Q3: It depends but generally not much.
Q4: No.
Without getting into the technical details of how you recover the energy, consider it from a conservation of energy perspective.
Yes, you can generate energy from roadways or stairs in a number of ways, but that energy has to come from somewhere.
If you make the road generate energy from the cars traveling over it, then you will reduce the fuel economy of the cars driving on it. If you take energy from stairs, you will make them harder to walk up. By the time you've collected enough energy to be useful, you've normally had a significant impact on the practicality of the road/stairs you are using.

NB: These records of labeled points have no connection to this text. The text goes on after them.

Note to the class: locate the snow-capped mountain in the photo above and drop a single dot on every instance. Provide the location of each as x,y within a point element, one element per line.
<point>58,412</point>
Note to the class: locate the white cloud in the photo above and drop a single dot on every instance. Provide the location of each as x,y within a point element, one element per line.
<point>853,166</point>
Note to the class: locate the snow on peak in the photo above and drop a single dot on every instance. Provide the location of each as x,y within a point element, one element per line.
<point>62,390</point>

Roads do heat up a small amount when driven on; this is a mixture of heat generated in the road surface and heat transferred from the tires, which heat up when driven. This heat is effectively wasted and and so could in theory be used to generate usable energy with no penalty. That gives you a theoretical upper limit on the "free" energy that you could collect. However the total heating effect is only a few degrees and spread over a huge area, the inefficiencies involved gathering this energy (either before or after it becomes heat) and making use of it mean it's simply not a practical idea from an economic point of view.

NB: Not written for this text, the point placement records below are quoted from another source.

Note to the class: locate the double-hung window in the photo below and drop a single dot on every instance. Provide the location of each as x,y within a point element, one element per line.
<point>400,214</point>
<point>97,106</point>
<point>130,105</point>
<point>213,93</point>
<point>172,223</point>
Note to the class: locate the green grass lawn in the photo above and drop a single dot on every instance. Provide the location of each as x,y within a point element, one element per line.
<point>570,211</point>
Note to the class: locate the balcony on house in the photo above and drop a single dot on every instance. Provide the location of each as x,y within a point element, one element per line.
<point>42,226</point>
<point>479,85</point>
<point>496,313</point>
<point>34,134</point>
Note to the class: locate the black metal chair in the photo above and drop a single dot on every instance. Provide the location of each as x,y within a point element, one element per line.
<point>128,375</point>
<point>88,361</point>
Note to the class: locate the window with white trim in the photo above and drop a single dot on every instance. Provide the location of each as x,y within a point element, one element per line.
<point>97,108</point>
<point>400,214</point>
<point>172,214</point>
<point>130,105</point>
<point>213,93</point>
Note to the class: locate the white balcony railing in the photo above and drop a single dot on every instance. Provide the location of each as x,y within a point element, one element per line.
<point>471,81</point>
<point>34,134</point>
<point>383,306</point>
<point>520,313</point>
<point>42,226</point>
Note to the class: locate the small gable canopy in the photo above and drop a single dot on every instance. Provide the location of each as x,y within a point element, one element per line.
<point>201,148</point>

Anything you do to gain more energy than that will make it harder for the cars to roll on the road and so reduce their efficiency. At that point, you are burning fuel to generate electricity, you may as well cut out the middle man and use a generator.
There is one time when cars want to lose energy, when they are slowing down. Conventional cars throw the extra energy away as heat in the brakes. If you could come up with a road surface that only tried to remove energy from the car while it is slowing, then that would be a potentially practical energy generation system. So far the most practical system for doing this has proven to be to build the equipment to do this into the car rather than the road and call it a hybrid car.